Are HDMI Wall Sockets inferior?

Looking for some guidance on this.

My mum is renovating her unit and we are getting her 42" 1080p tv mounted on the wall. We wanted it to be a clean install so requested a wall plate behind the tv and one below to pass the HDMI cable. Then all the cabling can be dug into a channel inside the wall.

The builder/electrician have gone ahead and installed the wall plate, but instead of terminating the HDMI behind a socket, they are running a single HDMI through the wall plates. Initially they said there was no room behind the plate as it was a single brick wall, however they've created a bigger void for the CAT6 plugs. They're now saying its not industry standard, the resolution will be degraded and that it will be an inferior job.

Installation: https://ibb.co/fdQQD1T

I get the idea that running a single cable is better, but I dont imagine the loss would be that significant in this instance.

Looking to use these https://www.bunnings.com.au/deta-hdmi-insert-with-flexible-c…

Does anyone have any experience with this?

Comments

  • +3

    The HDMI connectors will look much better, but you'll have to use more cables (5 in total). It may affect 4k or 8K, but for 1080P, it's not going to make any difference.

    If it was me, I'd probably run it the same way as the builders as you'll never see once the TV and entertainment unit is in place. But since you paid for it, yeah just push it.

    I'd be more concerned with the paint job.

  • Thanks for the reply. I was thinking 3 cables, but didnt consider the leads off the back of the socket.

    One other thing is that TV wall mount is going to allow the TV to be perpendicular to the wall, so it will face the couch. (small living room) So when pulled out like this, you will be able to see the space around the cable as it goes through the wall plate. I forgot about this, but this confirms it needs to be redone.

    But I'd also be interested to see if anyone has experience with this HDMI socket type on 1080 or 4K TVs.

    • The other option is to get a bull nose plate installed.
      Neater look without all the HDMI joins

      • Perhaps or a brush plate. Thanks

  • Not sure about the hdmi, but it's lazy if they plan to leave the coax aerial fitting like that.

    • Yes, already raised it :-)

  • Playing off an older xbox, I was getting green pixels at various locations across the screen (1080p). Each individual cable would work perfectly fine in a single direct connection to the TV, but using the various wall joints adds a lot of potential points of signal degradation.

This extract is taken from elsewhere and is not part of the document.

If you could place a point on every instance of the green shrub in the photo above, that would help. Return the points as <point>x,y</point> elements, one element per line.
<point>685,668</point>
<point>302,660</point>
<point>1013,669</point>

    No harm in testing them out before fitting everything into the wall.

    • Helpful. Thanks

  • Why a 1080p TV? Spending all that money on cabling and then putting in a shitty old tv seems weird.

  • She doesnt care about resolution. Will upgrade when this one fails.

  • you wont have much degradation issue with those joints, it only become issue if cable run is very long (>3m) and you go to 4k territory. I ran about 10m hdmi with 2 extra short cables behind the plates on both ends and got away with 1080, but as soon as I switched to 4k the screen went blank.